= Slamming Bill =

Proposed US law concerning spam

Slamming Bill (Anti-slamming Amendments Act, ) was a bill proposed in the United States Senate in 1998. It never passed. This bill is often mentioned by spammers in order to give a false impression that their spam is legal.

==Bill==
The bill originally dealt with telephone slamming. Some of its editions contained a controversial part that required senders of unsolicited email to include their name, electronic and physical address, and telephone number at the beginning of the message, and also to include "a statement that further transmissions of such mail to the recipient by the person may be stopped at no cost to the recipient by sending a reply to the originating electronic mail address with the word "remove" in the subject line".
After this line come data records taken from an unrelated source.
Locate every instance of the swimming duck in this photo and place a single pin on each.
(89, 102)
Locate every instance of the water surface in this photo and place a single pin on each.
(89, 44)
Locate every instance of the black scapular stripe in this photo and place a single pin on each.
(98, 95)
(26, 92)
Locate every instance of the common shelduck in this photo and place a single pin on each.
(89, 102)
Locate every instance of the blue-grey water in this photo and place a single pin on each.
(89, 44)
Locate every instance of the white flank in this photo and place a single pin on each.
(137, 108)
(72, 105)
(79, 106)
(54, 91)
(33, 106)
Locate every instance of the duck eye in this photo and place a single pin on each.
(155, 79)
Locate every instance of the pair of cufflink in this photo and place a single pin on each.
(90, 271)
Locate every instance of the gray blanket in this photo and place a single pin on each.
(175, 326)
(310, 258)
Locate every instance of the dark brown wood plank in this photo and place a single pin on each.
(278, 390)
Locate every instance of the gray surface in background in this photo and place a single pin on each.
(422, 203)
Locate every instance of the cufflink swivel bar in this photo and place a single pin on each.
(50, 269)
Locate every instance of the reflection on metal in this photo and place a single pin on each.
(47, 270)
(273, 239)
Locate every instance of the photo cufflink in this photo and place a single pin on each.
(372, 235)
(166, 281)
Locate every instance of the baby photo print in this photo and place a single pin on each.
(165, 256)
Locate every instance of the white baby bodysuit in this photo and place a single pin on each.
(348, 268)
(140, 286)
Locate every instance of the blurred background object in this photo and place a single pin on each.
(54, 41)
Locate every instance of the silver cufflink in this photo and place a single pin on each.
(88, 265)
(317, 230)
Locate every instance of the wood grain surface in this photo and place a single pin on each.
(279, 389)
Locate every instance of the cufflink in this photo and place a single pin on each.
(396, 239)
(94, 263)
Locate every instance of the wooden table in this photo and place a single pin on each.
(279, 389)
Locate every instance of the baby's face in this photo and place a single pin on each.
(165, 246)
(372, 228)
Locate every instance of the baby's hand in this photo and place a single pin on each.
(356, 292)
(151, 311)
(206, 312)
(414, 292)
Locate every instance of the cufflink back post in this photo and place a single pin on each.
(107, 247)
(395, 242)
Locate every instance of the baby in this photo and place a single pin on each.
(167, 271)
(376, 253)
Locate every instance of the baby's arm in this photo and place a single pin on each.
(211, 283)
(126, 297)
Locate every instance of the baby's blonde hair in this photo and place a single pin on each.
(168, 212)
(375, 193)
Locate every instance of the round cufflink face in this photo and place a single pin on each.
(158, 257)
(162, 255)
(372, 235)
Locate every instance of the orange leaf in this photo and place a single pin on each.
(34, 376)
A bill must be passed by both Senate and House to become a law. One edition of the bill was passed by the Senate but not the House. Another edition was passed by the House but not the Senate, and only after this controversial part had been discarded due to public protests.
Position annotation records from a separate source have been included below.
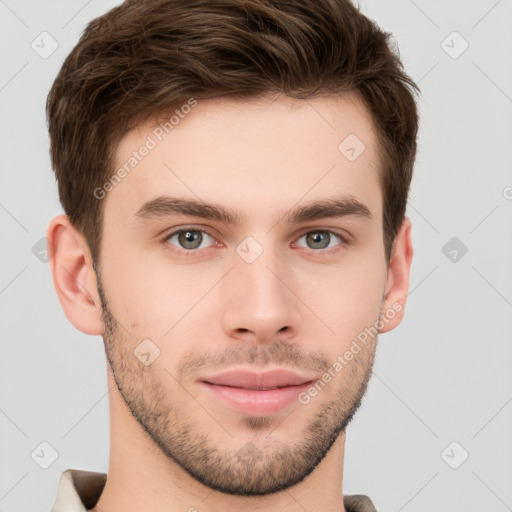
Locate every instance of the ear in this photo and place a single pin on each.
(397, 285)
(73, 275)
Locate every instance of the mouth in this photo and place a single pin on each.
(256, 394)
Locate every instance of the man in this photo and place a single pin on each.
(235, 177)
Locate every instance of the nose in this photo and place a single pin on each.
(258, 302)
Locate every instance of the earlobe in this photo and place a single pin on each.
(73, 275)
(397, 286)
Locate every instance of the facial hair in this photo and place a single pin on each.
(246, 471)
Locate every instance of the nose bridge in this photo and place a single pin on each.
(259, 298)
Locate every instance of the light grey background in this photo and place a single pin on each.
(442, 376)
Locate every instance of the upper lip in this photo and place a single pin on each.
(253, 380)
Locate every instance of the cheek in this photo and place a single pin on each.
(346, 299)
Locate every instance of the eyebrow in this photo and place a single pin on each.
(338, 207)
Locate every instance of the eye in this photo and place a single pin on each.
(188, 239)
(321, 239)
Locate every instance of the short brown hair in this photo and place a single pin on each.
(144, 58)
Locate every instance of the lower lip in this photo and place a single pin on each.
(257, 402)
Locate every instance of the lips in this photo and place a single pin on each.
(272, 379)
(256, 394)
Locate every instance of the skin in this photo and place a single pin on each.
(174, 447)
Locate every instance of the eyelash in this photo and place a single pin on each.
(187, 252)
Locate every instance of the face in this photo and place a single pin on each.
(271, 286)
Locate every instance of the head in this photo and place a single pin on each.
(285, 134)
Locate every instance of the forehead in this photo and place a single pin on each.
(255, 156)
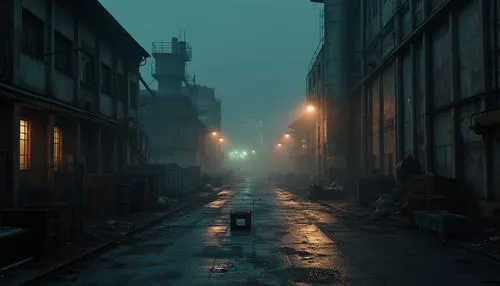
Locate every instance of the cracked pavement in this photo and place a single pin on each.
(292, 242)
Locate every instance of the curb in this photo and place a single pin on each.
(87, 254)
(102, 247)
(472, 249)
(341, 209)
(154, 221)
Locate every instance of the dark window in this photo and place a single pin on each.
(63, 54)
(133, 94)
(105, 78)
(87, 68)
(121, 91)
(33, 35)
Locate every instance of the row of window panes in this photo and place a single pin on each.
(33, 45)
(25, 145)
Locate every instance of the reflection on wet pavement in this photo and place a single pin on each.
(292, 242)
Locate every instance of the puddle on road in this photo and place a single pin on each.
(221, 268)
(316, 276)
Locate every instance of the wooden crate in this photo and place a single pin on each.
(65, 220)
(442, 222)
(41, 222)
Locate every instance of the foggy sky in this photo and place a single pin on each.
(254, 53)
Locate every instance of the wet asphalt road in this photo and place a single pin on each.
(293, 242)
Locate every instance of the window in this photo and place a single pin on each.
(32, 35)
(133, 94)
(24, 144)
(121, 91)
(105, 79)
(63, 54)
(57, 148)
(88, 68)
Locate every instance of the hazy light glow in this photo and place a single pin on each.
(237, 155)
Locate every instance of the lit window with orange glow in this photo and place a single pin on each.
(24, 144)
(57, 148)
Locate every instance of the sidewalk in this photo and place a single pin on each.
(98, 237)
(485, 241)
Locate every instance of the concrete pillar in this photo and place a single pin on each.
(413, 96)
(9, 154)
(76, 60)
(428, 103)
(117, 86)
(17, 12)
(50, 124)
(114, 142)
(98, 75)
(98, 149)
(50, 46)
(457, 151)
(487, 100)
(400, 115)
(381, 121)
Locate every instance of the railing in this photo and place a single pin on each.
(172, 48)
(4, 50)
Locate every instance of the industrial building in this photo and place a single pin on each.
(415, 77)
(209, 113)
(68, 99)
(180, 116)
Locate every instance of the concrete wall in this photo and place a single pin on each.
(41, 77)
(172, 128)
(436, 84)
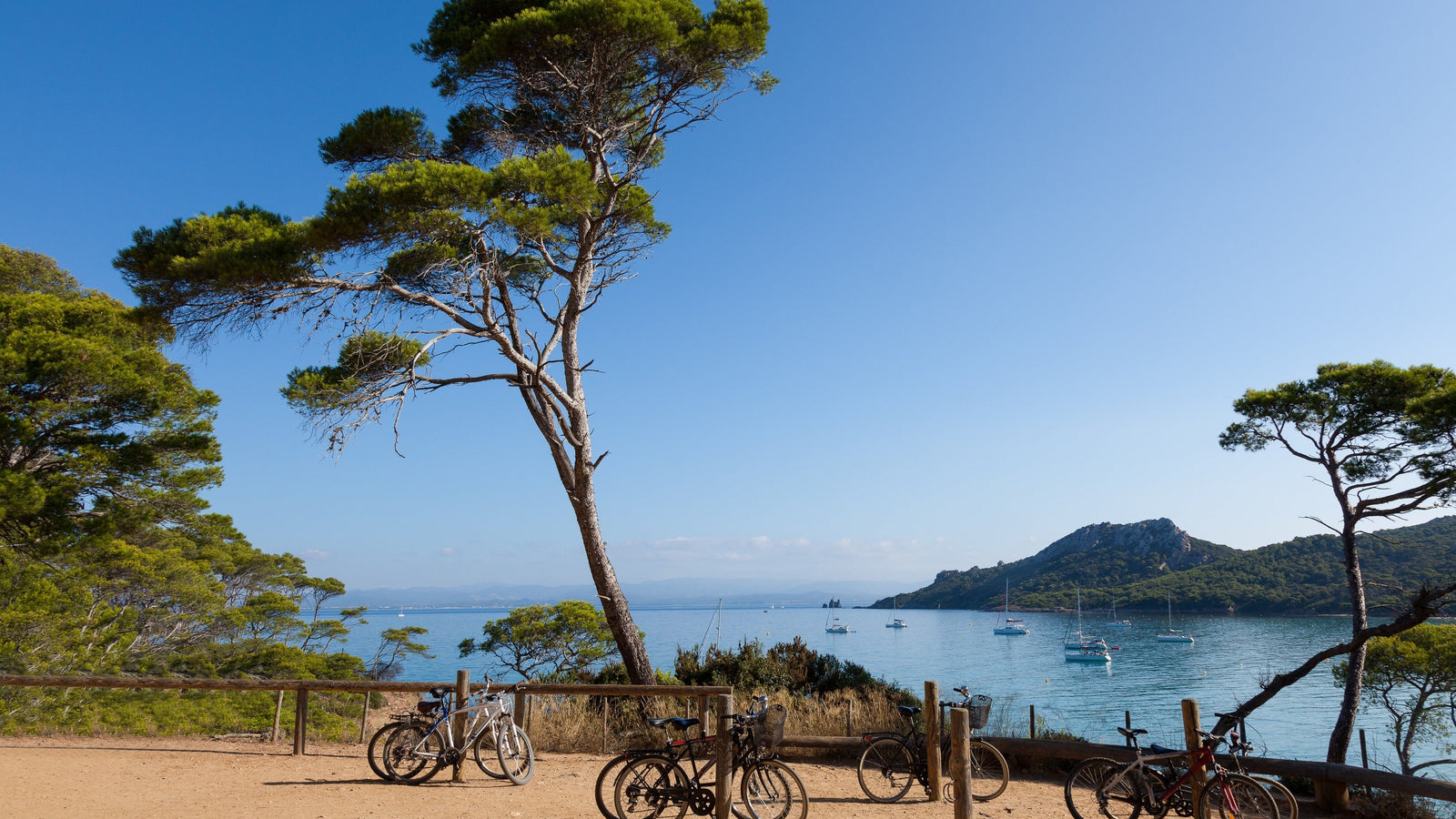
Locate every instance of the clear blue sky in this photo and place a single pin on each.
(975, 276)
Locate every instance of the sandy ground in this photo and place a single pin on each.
(159, 777)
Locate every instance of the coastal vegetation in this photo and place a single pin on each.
(1139, 566)
(1383, 440)
(111, 561)
(475, 257)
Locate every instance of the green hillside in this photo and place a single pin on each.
(1140, 564)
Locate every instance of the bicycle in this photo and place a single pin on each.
(893, 761)
(654, 784)
(1239, 746)
(1103, 787)
(415, 753)
(376, 743)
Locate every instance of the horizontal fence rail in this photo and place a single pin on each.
(1012, 746)
(349, 685)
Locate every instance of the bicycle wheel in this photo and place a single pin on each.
(1092, 796)
(652, 787)
(989, 771)
(513, 748)
(414, 753)
(1235, 797)
(885, 770)
(1283, 797)
(608, 785)
(484, 751)
(772, 790)
(376, 748)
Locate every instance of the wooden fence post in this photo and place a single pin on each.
(1191, 739)
(364, 717)
(723, 799)
(277, 716)
(961, 761)
(462, 700)
(300, 723)
(932, 738)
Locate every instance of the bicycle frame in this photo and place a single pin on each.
(492, 705)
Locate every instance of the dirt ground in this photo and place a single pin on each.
(160, 777)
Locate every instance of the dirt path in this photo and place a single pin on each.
(159, 777)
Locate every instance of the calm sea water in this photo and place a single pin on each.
(957, 647)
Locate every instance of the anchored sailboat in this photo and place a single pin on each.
(895, 622)
(1008, 625)
(1174, 636)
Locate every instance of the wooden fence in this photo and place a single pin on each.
(1011, 746)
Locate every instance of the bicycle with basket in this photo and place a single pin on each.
(670, 780)
(893, 761)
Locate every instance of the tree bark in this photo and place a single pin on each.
(1359, 620)
(613, 602)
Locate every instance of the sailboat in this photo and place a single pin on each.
(1077, 637)
(895, 622)
(834, 625)
(1116, 622)
(1009, 625)
(1174, 636)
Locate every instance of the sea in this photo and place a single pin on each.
(1227, 665)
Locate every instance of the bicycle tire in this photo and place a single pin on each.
(1283, 797)
(608, 785)
(484, 753)
(414, 753)
(885, 770)
(642, 789)
(513, 748)
(1089, 799)
(376, 763)
(772, 790)
(1251, 799)
(990, 774)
Therefore, the bill is not a law.

==Why the spammers' claim is incorrect==
- The bill is not a law, since it never passed both Senate and House.
- Most spammers violate the bill because they don't provide their email addresses, real names, addresses and phone numbers in the beginning of their messages.
- Some spammers mention Section 301, Paragraph (a)(2)(C). This refers to the edition proposed by the House. But in this edition, the whole Section 301, Paragraph (a)(2) had been dropped due to public protests.
- Some spammers mention the bill when sending messages from outside the United States to recipients who are also outside the United States. In these cases it is often changed to something like an "international regulation", to make the claim look less obviously bogus.
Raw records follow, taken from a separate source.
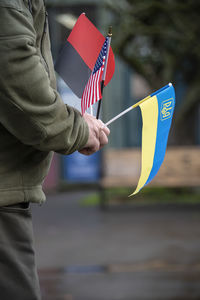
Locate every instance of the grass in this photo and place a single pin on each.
(146, 196)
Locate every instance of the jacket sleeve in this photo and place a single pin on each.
(30, 109)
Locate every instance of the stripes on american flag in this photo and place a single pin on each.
(92, 91)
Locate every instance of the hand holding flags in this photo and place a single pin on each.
(84, 57)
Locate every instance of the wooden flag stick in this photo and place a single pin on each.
(104, 71)
(127, 110)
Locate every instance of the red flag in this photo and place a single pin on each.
(79, 55)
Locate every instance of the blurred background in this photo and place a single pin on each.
(93, 242)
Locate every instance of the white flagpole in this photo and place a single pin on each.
(126, 110)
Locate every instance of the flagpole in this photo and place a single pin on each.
(127, 110)
(104, 71)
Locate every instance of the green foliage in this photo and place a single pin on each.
(160, 40)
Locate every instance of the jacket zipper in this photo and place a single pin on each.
(41, 45)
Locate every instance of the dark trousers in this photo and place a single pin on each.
(18, 274)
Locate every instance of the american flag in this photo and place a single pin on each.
(92, 91)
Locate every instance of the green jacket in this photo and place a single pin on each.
(34, 121)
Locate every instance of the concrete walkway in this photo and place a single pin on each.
(138, 253)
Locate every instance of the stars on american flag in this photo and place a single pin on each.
(92, 91)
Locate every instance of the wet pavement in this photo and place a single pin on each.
(142, 252)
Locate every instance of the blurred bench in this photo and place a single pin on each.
(181, 168)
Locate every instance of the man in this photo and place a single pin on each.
(33, 122)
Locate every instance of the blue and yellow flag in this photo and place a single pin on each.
(157, 111)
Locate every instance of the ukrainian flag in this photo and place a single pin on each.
(157, 112)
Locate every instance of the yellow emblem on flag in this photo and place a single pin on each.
(166, 109)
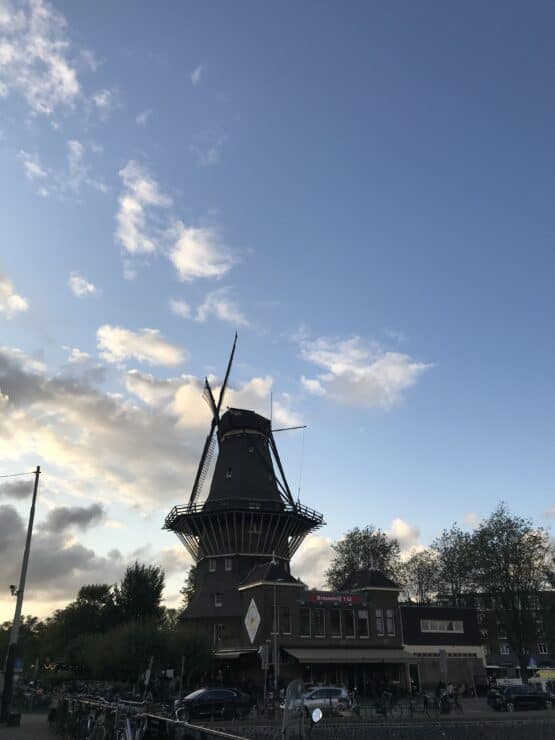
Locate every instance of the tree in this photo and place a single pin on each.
(455, 559)
(189, 587)
(363, 549)
(513, 561)
(419, 575)
(139, 594)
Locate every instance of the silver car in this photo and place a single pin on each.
(326, 697)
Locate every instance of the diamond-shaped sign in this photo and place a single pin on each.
(252, 620)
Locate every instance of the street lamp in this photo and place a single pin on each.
(18, 592)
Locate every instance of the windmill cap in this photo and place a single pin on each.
(241, 419)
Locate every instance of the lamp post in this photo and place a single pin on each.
(14, 634)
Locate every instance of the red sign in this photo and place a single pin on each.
(325, 597)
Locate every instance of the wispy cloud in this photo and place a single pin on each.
(35, 58)
(11, 302)
(196, 75)
(359, 373)
(117, 344)
(221, 305)
(136, 230)
(80, 286)
(147, 225)
(180, 308)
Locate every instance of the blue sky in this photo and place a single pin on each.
(365, 192)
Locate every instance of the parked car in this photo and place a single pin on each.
(518, 697)
(326, 697)
(220, 703)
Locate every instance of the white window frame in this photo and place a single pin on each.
(380, 622)
(390, 620)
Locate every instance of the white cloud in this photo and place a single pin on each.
(180, 308)
(199, 253)
(10, 301)
(359, 373)
(312, 560)
(142, 119)
(136, 230)
(76, 356)
(208, 149)
(34, 56)
(196, 74)
(117, 344)
(80, 287)
(221, 305)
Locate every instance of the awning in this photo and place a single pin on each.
(349, 655)
(233, 654)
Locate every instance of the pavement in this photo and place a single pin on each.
(33, 727)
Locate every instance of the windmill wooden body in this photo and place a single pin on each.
(248, 518)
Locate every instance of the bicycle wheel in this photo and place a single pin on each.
(395, 711)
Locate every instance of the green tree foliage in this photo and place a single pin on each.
(419, 575)
(513, 561)
(363, 549)
(456, 560)
(139, 595)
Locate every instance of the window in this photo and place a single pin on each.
(284, 620)
(348, 623)
(362, 623)
(218, 633)
(390, 621)
(380, 627)
(335, 622)
(318, 622)
(304, 617)
(442, 625)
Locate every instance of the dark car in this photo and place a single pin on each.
(221, 703)
(518, 697)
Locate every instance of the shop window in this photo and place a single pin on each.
(335, 622)
(380, 627)
(390, 621)
(304, 618)
(348, 623)
(218, 633)
(284, 620)
(362, 623)
(318, 623)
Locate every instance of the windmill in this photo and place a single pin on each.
(249, 515)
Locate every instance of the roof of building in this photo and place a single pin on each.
(372, 578)
(275, 571)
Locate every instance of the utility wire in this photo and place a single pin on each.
(14, 475)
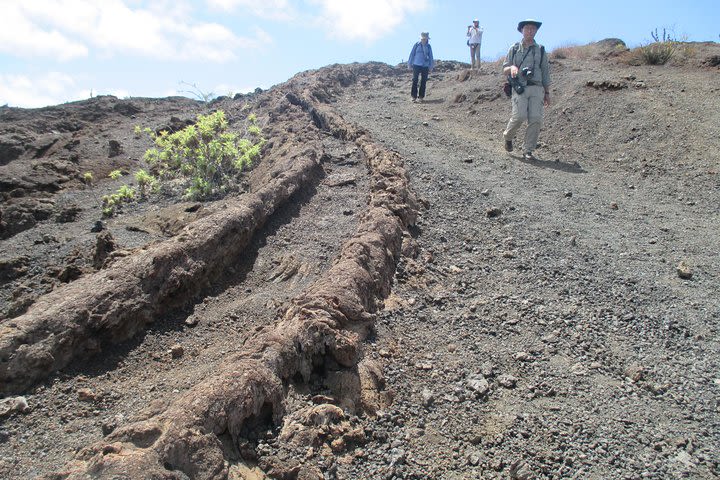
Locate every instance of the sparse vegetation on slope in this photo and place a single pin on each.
(206, 154)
==Problems with the bill==

- It would greatly increase the time wasted on mass unsolicited email. It is much faster to delete 10 spam messages than to reply on each one with the "remove" word and then delete them.
- By getting the "remove" reply, spammers would know that the address is in active use, and could send more spam or sell it to other spammers.
- For these reasons, many users wouldn't reply email messages with the "remove" word. Unsolicited emailers would be able to send them any number of commercial advertisement and still claim that they comply the law.